Harare – The total shutdown, dubbed “Shut Down Take 3”, planned by activists #Tajamuka, largely went unheeded last month, with most Harare residents opting to go about their normal businesses.
Zimbabwe being predominantly an informal economy, citizens could be pardoned for not paying much attention to the calls to stay home as a way of forcing President Robert Mugabe, 92, in power since independence from Britain in 1980, to step down.
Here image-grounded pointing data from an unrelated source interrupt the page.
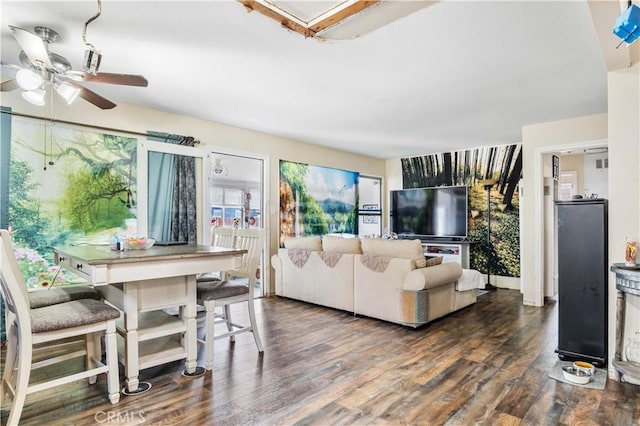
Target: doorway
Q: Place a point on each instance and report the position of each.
(546, 237)
(236, 195)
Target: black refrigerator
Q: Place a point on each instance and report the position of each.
(582, 280)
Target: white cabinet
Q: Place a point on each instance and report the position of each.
(450, 251)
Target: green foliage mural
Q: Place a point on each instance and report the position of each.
(316, 200)
(502, 165)
(65, 185)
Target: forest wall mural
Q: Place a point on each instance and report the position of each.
(503, 164)
(316, 200)
(65, 185)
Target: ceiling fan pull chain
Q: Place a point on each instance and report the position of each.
(86, 24)
(92, 56)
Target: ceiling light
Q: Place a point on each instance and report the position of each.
(68, 92)
(35, 97)
(28, 80)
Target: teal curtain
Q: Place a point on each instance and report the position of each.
(5, 149)
(172, 192)
(161, 179)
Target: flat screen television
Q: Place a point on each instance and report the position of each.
(438, 212)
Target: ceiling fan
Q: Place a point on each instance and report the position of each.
(41, 68)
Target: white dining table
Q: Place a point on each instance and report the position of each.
(143, 284)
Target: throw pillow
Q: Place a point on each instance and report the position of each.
(304, 243)
(405, 249)
(341, 245)
(433, 261)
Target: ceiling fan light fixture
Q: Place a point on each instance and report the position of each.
(68, 92)
(35, 97)
(28, 80)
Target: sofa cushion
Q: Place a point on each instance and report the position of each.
(341, 245)
(299, 256)
(305, 243)
(433, 261)
(405, 249)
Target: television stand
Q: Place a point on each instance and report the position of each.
(451, 251)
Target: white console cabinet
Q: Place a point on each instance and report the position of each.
(451, 251)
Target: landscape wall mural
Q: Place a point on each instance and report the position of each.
(469, 167)
(316, 200)
(65, 185)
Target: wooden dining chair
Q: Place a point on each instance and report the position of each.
(32, 333)
(220, 237)
(223, 237)
(237, 288)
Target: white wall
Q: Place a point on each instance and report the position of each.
(596, 181)
(624, 184)
(138, 119)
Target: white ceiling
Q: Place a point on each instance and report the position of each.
(450, 76)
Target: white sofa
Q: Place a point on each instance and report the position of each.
(384, 279)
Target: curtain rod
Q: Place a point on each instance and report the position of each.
(92, 126)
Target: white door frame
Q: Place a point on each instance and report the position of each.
(266, 196)
(538, 193)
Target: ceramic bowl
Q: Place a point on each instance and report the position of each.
(141, 243)
(575, 375)
(584, 366)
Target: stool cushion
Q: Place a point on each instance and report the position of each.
(71, 314)
(215, 290)
(53, 296)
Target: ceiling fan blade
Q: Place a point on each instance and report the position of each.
(8, 65)
(93, 97)
(9, 85)
(33, 46)
(123, 79)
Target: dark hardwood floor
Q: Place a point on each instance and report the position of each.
(487, 364)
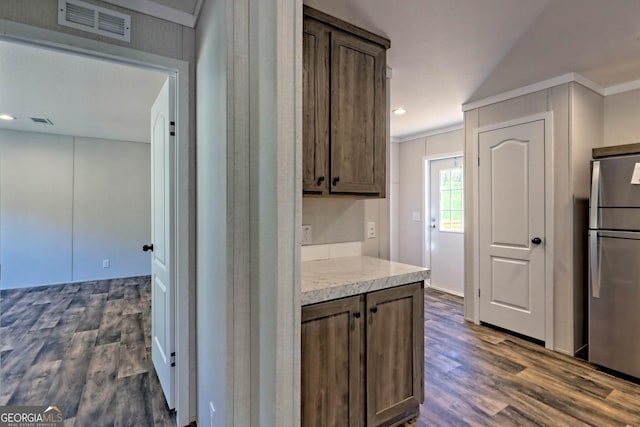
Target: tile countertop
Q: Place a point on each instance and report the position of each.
(334, 278)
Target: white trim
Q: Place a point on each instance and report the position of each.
(622, 87)
(547, 117)
(545, 84)
(426, 206)
(428, 133)
(446, 291)
(157, 10)
(52, 40)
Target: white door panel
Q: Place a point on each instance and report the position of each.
(512, 206)
(446, 248)
(163, 286)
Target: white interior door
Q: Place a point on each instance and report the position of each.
(446, 229)
(162, 279)
(511, 228)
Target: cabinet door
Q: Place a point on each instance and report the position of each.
(395, 354)
(358, 115)
(331, 364)
(315, 107)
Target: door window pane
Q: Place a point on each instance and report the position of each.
(452, 200)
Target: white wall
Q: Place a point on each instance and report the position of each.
(69, 203)
(111, 208)
(411, 192)
(621, 113)
(212, 279)
(36, 200)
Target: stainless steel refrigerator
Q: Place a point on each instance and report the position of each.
(614, 264)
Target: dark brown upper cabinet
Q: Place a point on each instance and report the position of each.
(344, 108)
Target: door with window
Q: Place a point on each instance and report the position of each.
(446, 226)
(511, 228)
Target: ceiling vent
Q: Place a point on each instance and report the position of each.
(41, 121)
(94, 19)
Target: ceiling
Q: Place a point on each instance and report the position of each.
(444, 53)
(81, 96)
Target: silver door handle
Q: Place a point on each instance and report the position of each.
(595, 194)
(594, 262)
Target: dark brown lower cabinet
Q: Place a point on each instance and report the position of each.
(362, 359)
(332, 381)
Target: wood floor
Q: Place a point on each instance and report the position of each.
(84, 347)
(477, 376)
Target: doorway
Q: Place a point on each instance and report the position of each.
(99, 52)
(444, 225)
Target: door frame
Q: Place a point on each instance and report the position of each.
(13, 32)
(426, 181)
(547, 117)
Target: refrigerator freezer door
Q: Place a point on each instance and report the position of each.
(614, 317)
(616, 189)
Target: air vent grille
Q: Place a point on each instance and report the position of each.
(80, 15)
(41, 120)
(111, 24)
(94, 19)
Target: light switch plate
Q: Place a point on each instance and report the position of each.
(371, 230)
(307, 238)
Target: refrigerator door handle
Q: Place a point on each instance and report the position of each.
(594, 262)
(595, 194)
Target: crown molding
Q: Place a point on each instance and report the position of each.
(428, 133)
(157, 10)
(525, 90)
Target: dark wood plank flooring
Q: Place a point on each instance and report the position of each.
(478, 376)
(84, 347)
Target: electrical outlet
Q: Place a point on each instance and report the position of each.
(306, 235)
(371, 230)
(212, 414)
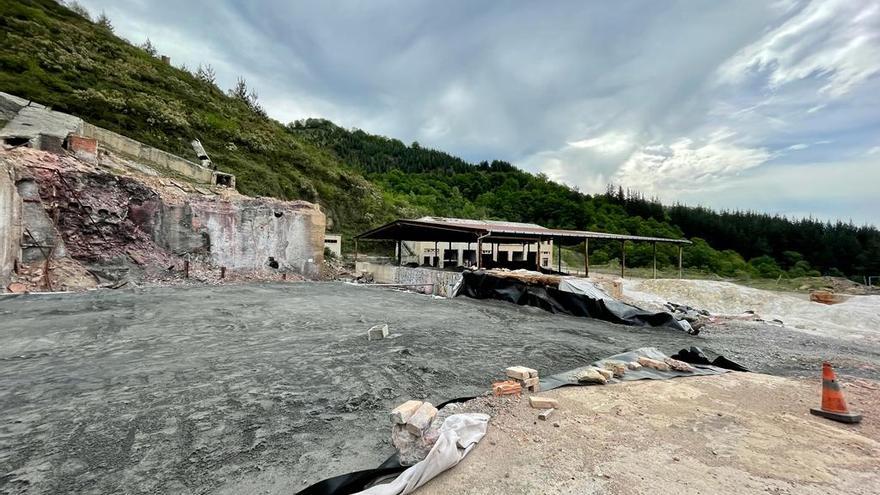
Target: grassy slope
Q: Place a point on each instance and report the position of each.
(51, 55)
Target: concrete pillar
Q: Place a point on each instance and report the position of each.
(654, 245)
(586, 257)
(679, 261)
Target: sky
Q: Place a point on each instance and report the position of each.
(761, 105)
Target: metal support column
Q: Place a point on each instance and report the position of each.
(679, 261)
(558, 257)
(586, 257)
(654, 245)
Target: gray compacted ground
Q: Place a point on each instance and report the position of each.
(268, 388)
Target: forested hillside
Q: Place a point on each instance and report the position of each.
(53, 55)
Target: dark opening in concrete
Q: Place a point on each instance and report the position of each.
(16, 141)
(223, 179)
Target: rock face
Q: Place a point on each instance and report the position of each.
(111, 213)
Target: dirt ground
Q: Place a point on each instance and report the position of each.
(270, 387)
(739, 433)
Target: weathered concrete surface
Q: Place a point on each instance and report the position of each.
(245, 233)
(124, 218)
(256, 388)
(36, 123)
(438, 282)
(10, 223)
(139, 151)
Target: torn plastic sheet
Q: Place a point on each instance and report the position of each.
(481, 285)
(644, 373)
(347, 484)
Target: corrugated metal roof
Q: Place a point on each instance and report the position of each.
(493, 228)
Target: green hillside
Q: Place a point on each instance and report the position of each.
(52, 55)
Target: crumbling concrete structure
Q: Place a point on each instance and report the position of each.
(106, 216)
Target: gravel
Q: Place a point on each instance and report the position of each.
(271, 387)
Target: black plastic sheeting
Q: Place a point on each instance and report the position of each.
(346, 484)
(481, 285)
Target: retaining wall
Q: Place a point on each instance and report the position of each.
(10, 223)
(442, 282)
(135, 149)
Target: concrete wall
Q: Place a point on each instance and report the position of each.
(245, 234)
(129, 147)
(442, 281)
(10, 223)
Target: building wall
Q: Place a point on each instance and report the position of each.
(421, 251)
(10, 223)
(152, 156)
(441, 282)
(333, 242)
(245, 234)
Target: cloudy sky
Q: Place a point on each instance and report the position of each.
(767, 105)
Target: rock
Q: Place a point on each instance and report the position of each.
(401, 414)
(653, 364)
(421, 419)
(377, 332)
(16, 288)
(543, 402)
(606, 373)
(590, 375)
(521, 372)
(679, 365)
(616, 367)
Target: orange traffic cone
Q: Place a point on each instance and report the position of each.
(833, 404)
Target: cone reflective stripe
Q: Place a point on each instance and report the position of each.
(833, 403)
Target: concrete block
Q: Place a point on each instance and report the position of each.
(545, 414)
(421, 419)
(377, 332)
(543, 402)
(401, 414)
(508, 387)
(520, 372)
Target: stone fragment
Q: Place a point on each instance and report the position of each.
(590, 375)
(401, 414)
(507, 387)
(679, 365)
(421, 419)
(616, 367)
(543, 402)
(606, 373)
(545, 414)
(520, 372)
(653, 363)
(16, 288)
(377, 332)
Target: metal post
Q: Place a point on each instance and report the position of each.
(559, 257)
(538, 256)
(679, 261)
(586, 257)
(654, 245)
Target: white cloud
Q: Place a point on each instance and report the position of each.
(667, 168)
(835, 40)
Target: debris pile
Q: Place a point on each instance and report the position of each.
(415, 428)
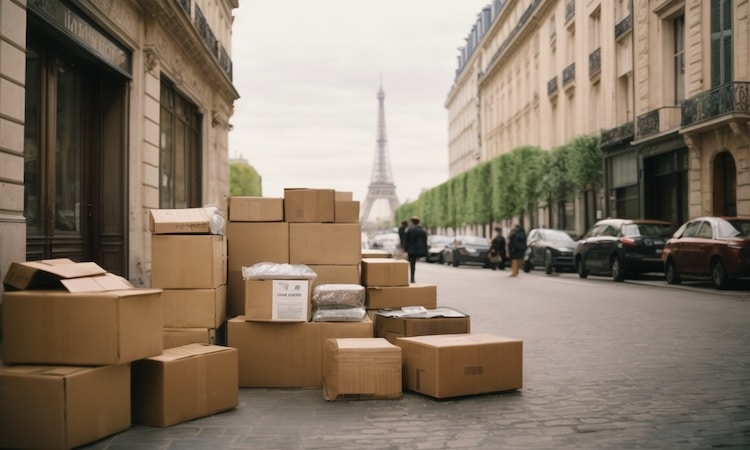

Although most people might agree with the #Tajamuka activists that the president has overstayed and in the process had contributed to the ruin that the country has found itself in, many would disagree on the means of achieving the goal.
Former Zanu PF legislator, Temba Mliswa, said the shutdown, despite noble intentions, had disastrous consequences considering that the majority of the people were now in the informal sector and stood to lose a lot. “The country’s industrial capacity utilisation is less than 35 percent and unemployment is at 80 percent, so you would realise that most people have joined in the informal sector in order to cushion themselves, so naturally a shutdown in that environment is most likely not to be successful,” he said.
Gwaze said the informal sector was also controlled by Zanu PF, with high ranking officials owning corner shops which they let out for patronage.
“So supporting a shutdown will be perceived as going against the party; which has drastic consequences. There are chances that those that are in solidarity with the citizens would be labelled, victimised because the party has the oiled machinery to ensure that such companies are shut down,” he said.